The most plausible theory upon which I can account for this harsh proceeding is suggested by the fact that parties in the Province took the same complexion with those in the mother country and ran parallel with them,—that the same excitements which agitated the minds of the people in England were industriously fomented here, where no similar reason for them existed, as the volunteer work of demagogues who saw in them the means of promoting their own interest,—that, in fact, this opposition to the Proprietary grew out of a failing in our ancestors which has not yet been cured in their descendants, a weakness in favor of the loaves and fishes. The party in the majority carried the elections, and felt, of course, as all parties do who perform such an exploit, that they had made a very gigantic sacrifice for the good of the country and deserved to be remunerated for such an act of heroism, and thereupon set up and asserted that venerable doctrine which has been erroneously and somewhat vaingloriously claimed as the conception of a modern statesman, namely,—“that to the victors belong the spoils.” I rejoice in the discovery that a dogma so profound and so convenient has the sanction of antiquity to commend it to the platform of the patriots of our own time.
I must in a few words notice another charge against Lord Baltimore, which was even more serious than the first, and to which the cupidity of the King lent a willing ear. Parliament had passed an act for levying certain duties on the trade of the Southern Colonies, which were very oppressive to the commerce of Maryland. These duties were gathered by Collectors specially appointed for the occasion, who held their commissions from the Crown, and who were stationed at the several ports of entry of the Province. The frequent evasion of these duties gave rise to much ill-will between the Collectors and the people. Lord Baltimore was charged with having connived at these evasions, and with obstructing the collection of the royal revenue. His chief accusers were the Collectors, who, being Crown officers, seemed naturally to array themselves against him. Although there was really no foundation for this complaint, yet the King, who never threw away a chance to replenish his purse, compelled the Proprietary to pay by way of retribution a large sum into the Exchequer.

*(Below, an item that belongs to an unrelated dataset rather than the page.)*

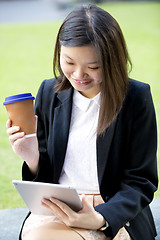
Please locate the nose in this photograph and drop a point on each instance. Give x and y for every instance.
(79, 73)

I have no need to dwell upon this subject, and have referred to it only because it explains the relation between Lord Baltimore and Christopher Rousby, and has therefore some connection with my story. Rousby was an enemy to the Proprietary; and from a letter preserved by Chalmers it appears there was no love lost between them. Lord Baltimore writes to the Earl of Anglesey, the President of the King’s Council, in 1681,—“I have already written twice to your Lordship about Christopher Rousby, who I desired might be removed from his place of Collector of his Majesty’s Customs,—he having been a great knave, and a disturber of the trade and peace of the Province”; which letter, it seems, had no effect,—as Christopher Rousby was continued in his post. He was doubtless emboldened by the failure of this remonstrance against him to exhibit his ill-will towards the Proprietary in more open and more vexatious modes of annoyance.